Although written as an evaluation of the framework for deep policy gradient algorithms with suggestions for improvement, it isn’t hard to see how the same factors create hiding places for bias in deep learning algorithms.
- Gradient Estimation: we find that even while agents are improving in terms of reward, the gradient
estimates used to update their parameters are often virtually uncorrelated with the true gradient.- Value Prediction: our experiments indicate that value networks successfully solve the supervised learning task they are trained on, but do not fit the true value function. Additionally, employing a value network as a baseline function only marginally decreases the variance of gradient estimates (but dramatically increases agent’s performance).
- Optimization Landscapes: we also observe that the optimization landscape induced by modern policy gradient algorithms is often not reflective of the underlying true reward landscape, and that the latter is often poorly behaved in the relevant sample regime.
- Trust Regions: our findings show that deep policy gradient algorithms sometimes violate theoretically motivated trust regions. In fact, in proximal policy optimization, these violations stem from a fundamental problem in the algorithm’s design.
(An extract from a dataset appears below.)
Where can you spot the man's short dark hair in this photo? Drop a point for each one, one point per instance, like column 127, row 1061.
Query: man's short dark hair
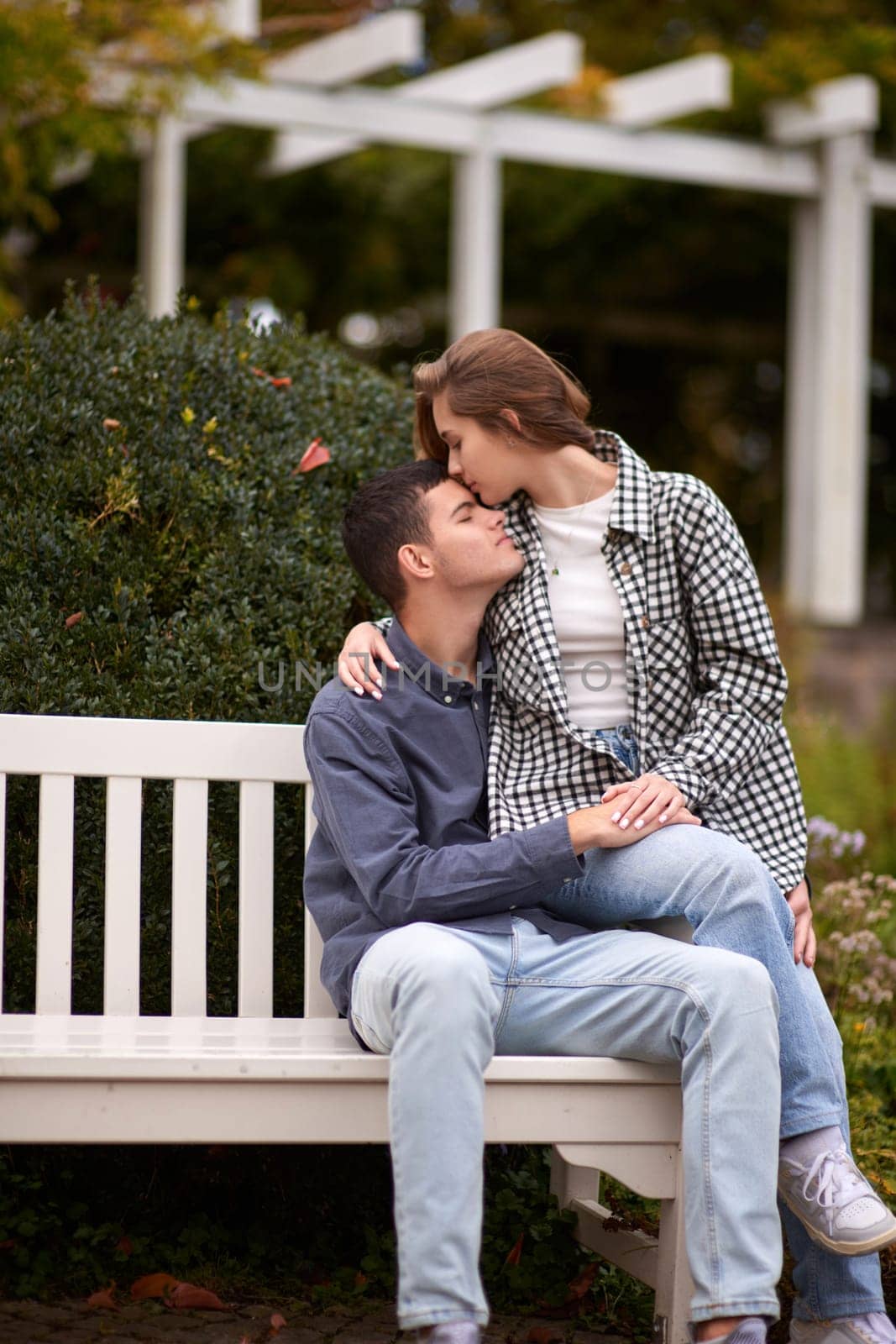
column 385, row 514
The key take-away is that if you can’t explain the behavior of an algorithm, then how do you detect or guard against bias in such an algorithm? Or as the authors put it:
Deep reinforcement learning (RL) algorithms are rooted in a well-grounded framework of classical RL, and have shown great promise in practice. However, as our investigations uncover, this framework fails to explain much of the behavior of these algorithms. This disconnect impedes our understanding of why these algorithms succeed (or fail). It also poses a major barrier to addressing key challenges facing deep RL, such as widespread brittleness and poor reproducibility (cf. Section 4 and [3, 4]).
Do you plan on offering ignorance about your algorithms as a defense for discrimination?
Interesting.